The administration of penicillin had a protective effect against isolation of MDR A. baumannii. This protective effect was significant after confounding by multivariate analysis was controlled for. Penicillins lack activity against these MDR strains, and the protective effect cannot relate to sulbactam, since a sulbactam combination is seldom used in our institution. To the best of our knowledge, such an effect has not been observed previously. Specific penicillins may possibly cause specific changes in the microflora that oppose colonization and growth of Acinetobacter spp., but the validity of this observation awaits further research. As for many other resistant organisms, metronidazole was a significant risk factor for MDR A. baumannii, likely because of its effects on the competitive normal intestinal flora. The observation that carbapenem resistance was much more frequent in the dominant clone could suggest that this phenotype may have contributed to the evolutionary success of the clone.

A previous study clearly demonstrated that the epidemiology and risk factors may vary for different clones (). This finding may lead to a dilution of effects and even to opposing effects by some risk factors. In our study, we did not analyze clone-specific risk factors because we did not believe that we truly had an epidemic clone and because the number of patients affected by each clone was too small to allow a statistically significant comparison.

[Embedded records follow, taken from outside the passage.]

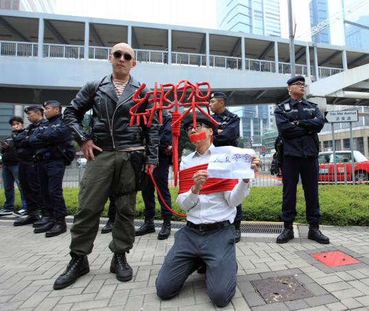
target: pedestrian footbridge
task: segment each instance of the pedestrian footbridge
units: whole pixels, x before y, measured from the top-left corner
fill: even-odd
[[[288,39],[0,10],[1,103],[42,104],[53,98],[67,105],[87,81],[111,73],[108,56],[119,42],[133,47],[137,65],[132,75],[150,88],[155,82],[208,81],[234,106],[278,103],[289,96]],[[311,84],[309,96],[351,105],[357,98],[346,100],[348,92],[368,89],[369,50],[295,41],[295,74]]]

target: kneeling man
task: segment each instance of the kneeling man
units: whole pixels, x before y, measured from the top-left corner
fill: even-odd
[[[191,118],[184,124],[184,129],[197,148],[182,160],[180,171],[208,164],[212,148],[215,148],[211,142],[215,126],[204,114],[197,112],[196,127]],[[200,133],[205,133],[206,138],[197,141],[191,139],[192,135]],[[256,172],[260,159],[252,158],[251,168]],[[232,191],[207,191],[205,194],[199,194],[208,178],[206,170],[194,173],[193,186],[178,195],[177,203],[186,211],[188,222],[176,233],[175,244],[159,272],[157,294],[163,299],[175,296],[203,261],[207,266],[208,294],[215,304],[223,307],[236,292],[235,230],[232,223],[236,216],[236,206],[249,193],[249,180],[240,180]],[[181,183],[181,180],[180,188]]]

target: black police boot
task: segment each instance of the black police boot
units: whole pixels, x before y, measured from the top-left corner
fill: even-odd
[[[308,239],[316,241],[322,244],[329,244],[329,237],[323,235],[319,230],[319,222],[309,225]]]
[[[50,229],[49,231],[46,232],[46,233],[45,234],[45,237],[56,237],[56,235],[61,235],[65,232],[67,232],[67,224],[65,224],[65,217],[60,217],[56,218],[56,223],[55,224],[55,226],[54,226],[52,229]]]
[[[287,243],[290,239],[292,239],[294,237],[293,223],[284,222],[284,230],[283,230],[282,234],[277,237],[277,243],[279,244]]]
[[[41,227],[35,228],[33,230],[35,233],[43,233],[44,232],[47,232],[52,230],[56,224],[56,219],[53,217],[49,217],[49,222],[47,222],[43,226]]]
[[[136,230],[136,237],[146,235],[148,233],[153,233],[153,232],[155,232],[154,217],[145,216],[145,223],[141,226],[139,229]]]
[[[164,222],[161,226],[161,230],[157,236],[158,239],[166,239],[170,235],[170,229],[172,228],[172,224],[170,224],[172,220],[172,215],[164,215]]]
[[[109,233],[113,231],[113,227],[114,226],[115,220],[115,218],[113,218],[112,219],[109,218],[105,226],[102,229],[101,229],[101,233],[105,234],[105,233]]]
[[[234,222],[234,230],[236,230],[236,237],[234,237],[234,242],[238,243],[241,239],[241,222]]]
[[[33,223],[34,228],[38,228],[45,226],[50,221],[50,217],[49,216],[49,212],[46,208],[41,210],[41,219],[36,222]]]
[[[28,211],[28,215],[26,217],[21,218],[19,220],[14,222],[13,226],[15,226],[16,227],[18,226],[25,226],[26,224],[33,224],[38,220],[40,220],[38,211],[36,209],[31,209]]]
[[[132,279],[133,272],[128,264],[126,253],[114,254],[110,264],[110,272],[115,273],[117,279],[121,282],[126,282]]]
[[[61,290],[73,284],[78,277],[89,272],[87,256],[77,256],[71,252],[71,259],[67,266],[67,269],[56,279],[54,283],[54,290]]]

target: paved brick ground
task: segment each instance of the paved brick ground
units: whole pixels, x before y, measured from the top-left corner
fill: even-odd
[[[243,236],[237,244],[238,261],[236,295],[225,308],[211,303],[205,277],[194,273],[174,299],[161,301],[155,294],[159,269],[174,239],[159,241],[156,233],[136,239],[128,260],[133,279],[121,283],[109,273],[111,235],[98,234],[89,256],[91,272],[70,288],[58,291],[52,284],[69,261],[69,231],[46,239],[31,226],[14,227],[0,219],[0,310],[369,310],[369,229],[322,227],[331,244],[307,239],[307,228],[296,227],[298,237],[278,245],[275,235]],[[70,228],[70,225],[68,225]],[[100,228],[102,226],[100,226]],[[340,250],[361,264],[329,268],[310,254]],[[266,304],[251,281],[293,275],[314,297]]]

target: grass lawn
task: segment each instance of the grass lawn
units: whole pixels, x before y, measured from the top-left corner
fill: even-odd
[[[178,188],[170,188],[172,209],[180,214],[186,213],[175,202]],[[78,211],[79,188],[64,188],[64,197],[69,215]],[[369,226],[369,187],[366,186],[319,186],[321,224],[332,226]],[[19,191],[16,189],[15,210],[21,208]],[[249,195],[242,202],[243,220],[254,222],[281,222],[282,187],[252,187]],[[0,190],[0,207],[5,201],[4,191]],[[295,222],[306,224],[305,200],[302,186],[298,186],[298,215]],[[137,194],[136,218],[144,218],[144,204],[141,193]],[[109,201],[102,217],[107,217]],[[156,201],[155,219],[161,219],[160,206]],[[174,215],[174,220],[185,217]]]

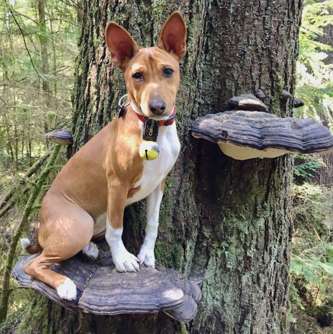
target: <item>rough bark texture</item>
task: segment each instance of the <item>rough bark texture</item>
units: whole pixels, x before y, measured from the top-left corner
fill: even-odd
[[[290,116],[301,0],[87,2],[73,96],[73,154],[114,117],[126,92],[123,74],[104,41],[115,20],[138,44],[156,44],[162,23],[179,10],[188,29],[181,64],[177,127],[180,157],[167,179],[157,261],[202,282],[196,317],[186,326],[158,315],[95,316],[35,298],[19,332],[285,333],[292,233],[291,158],[243,161],[190,129],[207,113],[226,110],[232,96],[260,87],[271,113]],[[292,100],[292,99],[290,99]],[[137,252],[145,224],[143,202],[126,210],[124,243]],[[45,315],[45,310],[48,313]],[[36,310],[39,310],[37,314]],[[34,313],[32,315],[32,313]]]

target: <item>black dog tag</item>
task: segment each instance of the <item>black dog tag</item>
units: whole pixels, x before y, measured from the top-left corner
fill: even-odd
[[[144,140],[156,141],[157,140],[158,135],[158,122],[149,118],[147,119],[144,124],[142,139]]]

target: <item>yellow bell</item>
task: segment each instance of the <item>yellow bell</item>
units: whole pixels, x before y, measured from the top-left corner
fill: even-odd
[[[139,154],[144,160],[154,160],[158,156],[159,147],[157,143],[144,140],[139,147]]]

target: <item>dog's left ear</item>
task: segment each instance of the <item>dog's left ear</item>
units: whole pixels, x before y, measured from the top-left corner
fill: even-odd
[[[186,26],[179,12],[174,12],[162,28],[157,46],[180,60],[186,53]]]
[[[126,30],[116,22],[109,22],[105,31],[105,40],[112,62],[124,71],[128,61],[139,47]]]

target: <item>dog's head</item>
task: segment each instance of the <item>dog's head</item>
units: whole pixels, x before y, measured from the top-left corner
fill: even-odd
[[[166,119],[172,113],[186,38],[179,12],[169,17],[153,47],[140,49],[124,28],[113,22],[107,24],[105,39],[112,62],[125,74],[130,100],[149,118]]]

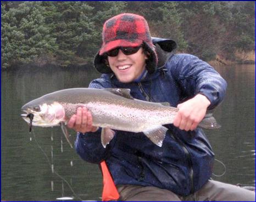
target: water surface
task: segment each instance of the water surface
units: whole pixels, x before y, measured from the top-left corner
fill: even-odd
[[[228,83],[225,100],[214,113],[222,128],[205,133],[216,159],[226,170],[222,176],[213,178],[254,185],[254,66],[216,69]],[[101,200],[102,179],[98,165],[80,159],[70,148],[60,128],[34,127],[34,134],[29,134],[20,116],[21,107],[29,101],[60,89],[87,87],[90,81],[98,76],[94,70],[85,68],[2,72],[2,200],[54,201],[71,197],[75,200]],[[70,132],[74,140],[76,133]],[[224,166],[215,162],[214,174],[221,175],[224,170]]]

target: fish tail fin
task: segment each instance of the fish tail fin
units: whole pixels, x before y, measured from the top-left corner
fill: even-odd
[[[70,146],[71,148],[73,148],[73,146],[72,146],[72,144],[71,143],[70,141],[69,140],[69,134],[68,131],[68,129],[66,129],[66,127],[65,125],[65,123],[64,122],[61,122],[60,124],[60,128],[62,128],[62,132],[63,132],[63,134],[65,137],[66,137],[66,141],[68,141],[68,143]]]
[[[204,129],[216,129],[221,126],[217,123],[212,113],[207,114],[198,124],[198,126]]]
[[[168,129],[162,125],[157,125],[143,131],[143,133],[154,144],[161,147]]]

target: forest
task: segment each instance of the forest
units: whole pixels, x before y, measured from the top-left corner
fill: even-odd
[[[242,62],[236,53],[255,51],[254,1],[1,1],[1,67],[91,66],[104,22],[121,13],[143,15],[152,36],[205,61]]]

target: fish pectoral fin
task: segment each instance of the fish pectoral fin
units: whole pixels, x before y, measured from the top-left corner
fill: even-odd
[[[165,134],[168,129],[163,125],[157,126],[144,130],[143,132],[148,137],[154,144],[161,147],[163,141],[165,137]]]
[[[66,127],[65,125],[65,123],[60,122],[60,128],[62,128],[62,132],[63,132],[63,134],[65,137],[66,137],[66,141],[68,141],[68,143],[70,146],[71,148],[73,148],[73,146],[72,146],[72,144],[71,143],[70,141],[69,140],[69,134],[68,131],[68,129],[66,129]]]
[[[101,130],[101,143],[104,148],[112,140],[115,136],[115,131],[108,128],[102,128]]]

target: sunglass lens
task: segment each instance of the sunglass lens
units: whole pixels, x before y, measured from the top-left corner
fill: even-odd
[[[122,47],[121,50],[125,55],[131,55],[137,53],[140,47],[140,46],[137,47]]]
[[[118,55],[119,51],[119,49],[116,48],[115,49],[109,50],[108,52],[107,52],[107,55],[110,57],[115,57]]]

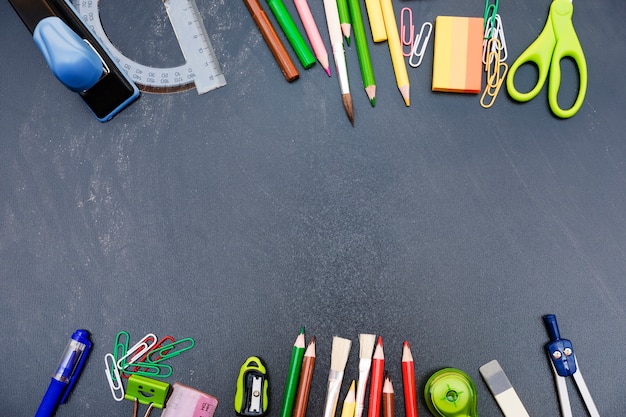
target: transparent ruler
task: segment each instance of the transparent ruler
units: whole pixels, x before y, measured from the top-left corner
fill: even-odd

Temporospatial factors, although they undoubtedly have an important role in the spread of resistant organisms, were not within the scope of this study. We controlled for these factors by the study design, i.e., matching by hospital location, length of stay before inclusion in the study, and calendar time. Confounding may, however, have been introduced to our study by factors for which we did not control, such as residing in a multipatient room next to a patient with MDR A. baumannii.

We used risk set sampling (by matching for time at risk) but did not allow case-patients to be eligible to be controls before to becoming cases. Since no clustering in time and place occurred, and controls were chosen from 35,000 admitted patients, this method of sampling should not have yielded biased results.

Despite the large number of cases that we identified, we were unable to understand the mode of spread and the reason for emergence of these organisms in our institution. This fact may be because only some of the isolates were available for typing or because of the complex mode of spread in our hospital. Further study will be required to more fully understand the intricate phenomenon of MDR A. baumannii spread.